Когда Эльма показалась у калитки, первым его желанием было крикнуть, чтобы она уходила – сейчас же, немедленно! – и крепко обругать вдогонку. Но злость, полыхнув, погасла. Ничего хорошего из ругани бы не вышло, даже не привлеки перепалка внимания Джибанда: Эльму редко когда удавалось переспорить, если она что-то вбивала себе в голову… И тем более Деян не смог бы ни в чем убедить ее сейчас. Выдержать стеклянный взгляд великана было делом трех мгновений, но и за эти мгновения он трижды умер и трижды родился заново, растратив все неведомо откуда взявшиеся силы на то, чтобы не развернуться и не броситься прочь – как угодно, куда угодно, только бы оказаться от Джибанда подальше!
– Много там у Беона камней? – спросила Эльма шепотом.
– На наш век хватит, – так же тихо сказал Деян. – Зря ты пришла. Надо было меня послушать.
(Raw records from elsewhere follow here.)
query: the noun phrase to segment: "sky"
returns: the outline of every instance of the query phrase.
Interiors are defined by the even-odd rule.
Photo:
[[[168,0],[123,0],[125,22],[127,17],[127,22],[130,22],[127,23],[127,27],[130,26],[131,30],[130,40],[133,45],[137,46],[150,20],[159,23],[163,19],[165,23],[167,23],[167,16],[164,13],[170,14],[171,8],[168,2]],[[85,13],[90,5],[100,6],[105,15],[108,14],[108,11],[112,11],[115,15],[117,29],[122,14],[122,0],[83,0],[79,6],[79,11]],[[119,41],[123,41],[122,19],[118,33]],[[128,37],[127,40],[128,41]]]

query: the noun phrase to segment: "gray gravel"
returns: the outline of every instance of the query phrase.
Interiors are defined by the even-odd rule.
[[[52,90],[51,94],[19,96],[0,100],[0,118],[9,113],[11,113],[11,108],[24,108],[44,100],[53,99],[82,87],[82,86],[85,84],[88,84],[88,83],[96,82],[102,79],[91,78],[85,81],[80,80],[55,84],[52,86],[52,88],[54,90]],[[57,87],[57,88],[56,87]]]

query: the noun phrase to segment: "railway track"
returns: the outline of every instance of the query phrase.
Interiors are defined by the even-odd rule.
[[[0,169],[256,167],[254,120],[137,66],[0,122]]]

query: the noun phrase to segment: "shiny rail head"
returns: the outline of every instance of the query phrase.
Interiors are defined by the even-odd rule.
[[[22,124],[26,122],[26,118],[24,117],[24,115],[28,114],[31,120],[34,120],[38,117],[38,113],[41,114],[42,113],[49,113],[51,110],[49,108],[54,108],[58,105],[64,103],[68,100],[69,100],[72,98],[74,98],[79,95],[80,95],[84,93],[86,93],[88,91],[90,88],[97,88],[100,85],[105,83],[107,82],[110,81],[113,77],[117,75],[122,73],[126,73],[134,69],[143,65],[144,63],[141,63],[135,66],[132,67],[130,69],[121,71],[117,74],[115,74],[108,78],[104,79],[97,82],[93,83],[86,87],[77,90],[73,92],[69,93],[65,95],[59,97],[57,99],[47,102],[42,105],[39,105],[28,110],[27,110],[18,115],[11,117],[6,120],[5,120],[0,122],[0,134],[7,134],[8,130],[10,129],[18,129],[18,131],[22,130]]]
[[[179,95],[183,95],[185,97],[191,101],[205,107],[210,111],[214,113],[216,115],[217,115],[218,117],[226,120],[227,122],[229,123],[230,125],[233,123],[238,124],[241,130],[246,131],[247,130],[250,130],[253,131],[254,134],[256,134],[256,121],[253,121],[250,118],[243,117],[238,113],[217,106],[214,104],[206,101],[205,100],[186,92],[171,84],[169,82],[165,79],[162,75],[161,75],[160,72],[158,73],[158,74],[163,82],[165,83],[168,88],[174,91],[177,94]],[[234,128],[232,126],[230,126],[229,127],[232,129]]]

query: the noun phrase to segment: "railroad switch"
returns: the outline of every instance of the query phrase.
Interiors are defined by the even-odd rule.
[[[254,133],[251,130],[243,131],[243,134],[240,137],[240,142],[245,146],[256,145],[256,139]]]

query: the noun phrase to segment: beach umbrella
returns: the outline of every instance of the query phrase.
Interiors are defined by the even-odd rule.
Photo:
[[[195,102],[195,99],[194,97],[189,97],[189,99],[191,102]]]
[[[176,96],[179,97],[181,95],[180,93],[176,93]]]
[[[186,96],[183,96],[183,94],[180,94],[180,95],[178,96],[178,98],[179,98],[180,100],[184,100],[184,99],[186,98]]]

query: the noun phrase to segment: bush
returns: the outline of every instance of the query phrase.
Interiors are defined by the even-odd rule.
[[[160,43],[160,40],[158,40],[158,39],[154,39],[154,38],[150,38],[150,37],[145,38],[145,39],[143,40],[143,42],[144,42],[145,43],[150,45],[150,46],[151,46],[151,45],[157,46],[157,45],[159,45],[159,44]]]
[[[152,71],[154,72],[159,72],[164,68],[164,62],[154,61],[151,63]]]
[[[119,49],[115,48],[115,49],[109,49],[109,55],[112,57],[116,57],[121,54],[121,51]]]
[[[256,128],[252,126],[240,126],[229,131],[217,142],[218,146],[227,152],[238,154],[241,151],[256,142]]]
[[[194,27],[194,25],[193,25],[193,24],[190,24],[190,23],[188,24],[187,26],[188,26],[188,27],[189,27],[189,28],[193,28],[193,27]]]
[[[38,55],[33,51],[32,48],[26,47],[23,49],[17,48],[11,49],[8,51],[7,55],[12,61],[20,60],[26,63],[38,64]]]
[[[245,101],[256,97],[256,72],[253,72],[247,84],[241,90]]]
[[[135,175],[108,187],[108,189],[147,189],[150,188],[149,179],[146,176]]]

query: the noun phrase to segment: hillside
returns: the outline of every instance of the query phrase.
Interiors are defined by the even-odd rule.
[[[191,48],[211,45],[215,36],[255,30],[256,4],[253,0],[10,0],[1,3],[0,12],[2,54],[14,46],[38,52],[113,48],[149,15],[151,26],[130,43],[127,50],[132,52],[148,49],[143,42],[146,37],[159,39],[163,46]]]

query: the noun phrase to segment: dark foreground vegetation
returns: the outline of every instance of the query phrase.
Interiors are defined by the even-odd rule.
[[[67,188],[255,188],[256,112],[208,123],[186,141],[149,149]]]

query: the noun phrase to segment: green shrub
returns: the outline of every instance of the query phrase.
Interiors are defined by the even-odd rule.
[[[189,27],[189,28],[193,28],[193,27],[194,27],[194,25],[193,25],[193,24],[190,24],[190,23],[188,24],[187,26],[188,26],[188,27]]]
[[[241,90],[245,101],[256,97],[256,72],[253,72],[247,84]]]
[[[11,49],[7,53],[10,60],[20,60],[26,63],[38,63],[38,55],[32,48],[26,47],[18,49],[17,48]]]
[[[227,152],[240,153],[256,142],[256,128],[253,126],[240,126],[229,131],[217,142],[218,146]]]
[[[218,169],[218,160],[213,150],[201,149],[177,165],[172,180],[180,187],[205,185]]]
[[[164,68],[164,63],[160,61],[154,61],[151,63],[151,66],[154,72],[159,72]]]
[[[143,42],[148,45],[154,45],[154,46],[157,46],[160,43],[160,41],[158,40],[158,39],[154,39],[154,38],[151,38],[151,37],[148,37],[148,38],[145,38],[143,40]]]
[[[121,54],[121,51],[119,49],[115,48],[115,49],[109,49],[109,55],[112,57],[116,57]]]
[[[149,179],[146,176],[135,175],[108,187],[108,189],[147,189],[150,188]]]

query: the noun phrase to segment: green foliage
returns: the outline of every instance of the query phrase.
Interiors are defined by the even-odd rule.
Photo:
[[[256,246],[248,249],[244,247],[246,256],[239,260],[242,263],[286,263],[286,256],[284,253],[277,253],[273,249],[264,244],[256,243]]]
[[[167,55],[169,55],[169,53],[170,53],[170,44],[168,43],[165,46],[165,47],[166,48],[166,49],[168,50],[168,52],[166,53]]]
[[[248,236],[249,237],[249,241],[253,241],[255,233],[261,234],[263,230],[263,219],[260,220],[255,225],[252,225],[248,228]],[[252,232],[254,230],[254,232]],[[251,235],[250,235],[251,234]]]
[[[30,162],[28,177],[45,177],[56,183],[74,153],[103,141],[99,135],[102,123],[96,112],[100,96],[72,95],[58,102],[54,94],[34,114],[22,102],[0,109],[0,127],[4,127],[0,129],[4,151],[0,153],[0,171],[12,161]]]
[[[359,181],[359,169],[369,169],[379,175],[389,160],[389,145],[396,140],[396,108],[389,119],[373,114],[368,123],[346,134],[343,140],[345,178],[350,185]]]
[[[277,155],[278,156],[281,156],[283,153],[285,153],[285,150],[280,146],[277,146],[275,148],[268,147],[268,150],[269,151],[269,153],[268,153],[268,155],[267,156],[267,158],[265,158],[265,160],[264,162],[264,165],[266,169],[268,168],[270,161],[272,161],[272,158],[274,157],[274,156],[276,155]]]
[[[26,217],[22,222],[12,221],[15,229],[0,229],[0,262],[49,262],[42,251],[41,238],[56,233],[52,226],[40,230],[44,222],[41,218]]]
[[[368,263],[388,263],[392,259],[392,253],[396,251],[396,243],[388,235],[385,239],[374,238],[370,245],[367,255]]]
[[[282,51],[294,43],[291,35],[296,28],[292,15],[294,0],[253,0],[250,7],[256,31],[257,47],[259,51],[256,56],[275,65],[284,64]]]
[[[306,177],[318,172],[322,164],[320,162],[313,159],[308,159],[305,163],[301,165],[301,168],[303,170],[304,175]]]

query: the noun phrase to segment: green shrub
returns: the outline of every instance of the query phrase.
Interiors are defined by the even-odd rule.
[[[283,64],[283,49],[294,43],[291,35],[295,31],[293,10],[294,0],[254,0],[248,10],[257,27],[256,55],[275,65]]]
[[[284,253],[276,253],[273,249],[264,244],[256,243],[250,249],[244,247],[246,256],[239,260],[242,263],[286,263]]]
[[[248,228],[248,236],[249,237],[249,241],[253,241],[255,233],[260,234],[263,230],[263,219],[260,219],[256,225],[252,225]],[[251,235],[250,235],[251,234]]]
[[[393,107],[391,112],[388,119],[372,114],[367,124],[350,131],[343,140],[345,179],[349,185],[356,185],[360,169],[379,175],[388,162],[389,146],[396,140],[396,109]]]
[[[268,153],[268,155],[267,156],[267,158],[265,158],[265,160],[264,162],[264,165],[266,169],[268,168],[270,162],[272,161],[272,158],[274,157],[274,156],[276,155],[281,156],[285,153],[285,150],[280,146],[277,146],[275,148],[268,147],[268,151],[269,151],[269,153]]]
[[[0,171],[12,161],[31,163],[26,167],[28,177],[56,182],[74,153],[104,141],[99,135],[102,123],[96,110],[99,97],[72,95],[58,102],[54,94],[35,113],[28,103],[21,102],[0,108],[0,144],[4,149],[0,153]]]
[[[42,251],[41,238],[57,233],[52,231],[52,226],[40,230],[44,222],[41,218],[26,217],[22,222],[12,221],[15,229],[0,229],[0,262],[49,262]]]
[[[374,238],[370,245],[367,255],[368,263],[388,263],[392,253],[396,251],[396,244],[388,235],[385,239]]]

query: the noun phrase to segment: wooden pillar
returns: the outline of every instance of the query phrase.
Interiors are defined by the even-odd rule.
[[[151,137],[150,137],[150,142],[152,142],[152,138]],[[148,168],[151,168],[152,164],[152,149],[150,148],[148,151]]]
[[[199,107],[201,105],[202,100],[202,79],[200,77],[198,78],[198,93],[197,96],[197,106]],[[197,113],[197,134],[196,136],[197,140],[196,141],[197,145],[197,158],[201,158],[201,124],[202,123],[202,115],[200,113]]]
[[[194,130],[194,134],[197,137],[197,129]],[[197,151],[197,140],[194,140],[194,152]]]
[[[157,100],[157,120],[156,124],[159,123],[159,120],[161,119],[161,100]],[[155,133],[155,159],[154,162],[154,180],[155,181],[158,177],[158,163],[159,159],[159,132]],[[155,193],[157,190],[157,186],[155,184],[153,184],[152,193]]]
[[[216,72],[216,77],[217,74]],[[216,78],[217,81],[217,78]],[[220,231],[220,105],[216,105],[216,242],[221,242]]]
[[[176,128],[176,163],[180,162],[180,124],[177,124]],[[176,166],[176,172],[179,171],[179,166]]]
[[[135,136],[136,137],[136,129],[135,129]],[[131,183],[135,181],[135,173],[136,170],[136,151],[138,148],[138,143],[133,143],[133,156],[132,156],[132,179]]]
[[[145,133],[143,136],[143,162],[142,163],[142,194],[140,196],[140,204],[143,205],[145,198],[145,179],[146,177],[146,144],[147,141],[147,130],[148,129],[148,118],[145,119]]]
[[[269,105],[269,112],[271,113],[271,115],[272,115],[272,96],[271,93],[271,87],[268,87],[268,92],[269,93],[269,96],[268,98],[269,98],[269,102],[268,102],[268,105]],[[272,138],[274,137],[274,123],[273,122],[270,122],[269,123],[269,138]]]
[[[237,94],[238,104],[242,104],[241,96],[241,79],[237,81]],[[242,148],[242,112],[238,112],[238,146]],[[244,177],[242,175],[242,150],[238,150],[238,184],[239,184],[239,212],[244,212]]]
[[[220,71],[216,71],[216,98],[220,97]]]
Эльма пренебрежительно фыркнула в ответ. Но, хотя держалась она с обычной своей самоуверенностью, чувствовалось – ей тоже не по себе.
Джибанд расколотил очередной камень, и орыжцы вновь рьяно принялись выражать одобрение: чем яснее они убеждались в нечеловеческой силе великана, тем больше опасались ненароком его рассердить. Джибанд не замечал неискренности и наслаждался вниманием.
«Бах!» – обратился в крошево под кулаком великана следующий камень. – «Бах! Бах!».
Грохот и крики разносились над всей Орыжью.
«Бах!»
– Здорово! Браво!
– Еще, еще!
«Бах!»
«Бах!»
Жизнь рассыпалась каменной крошкой.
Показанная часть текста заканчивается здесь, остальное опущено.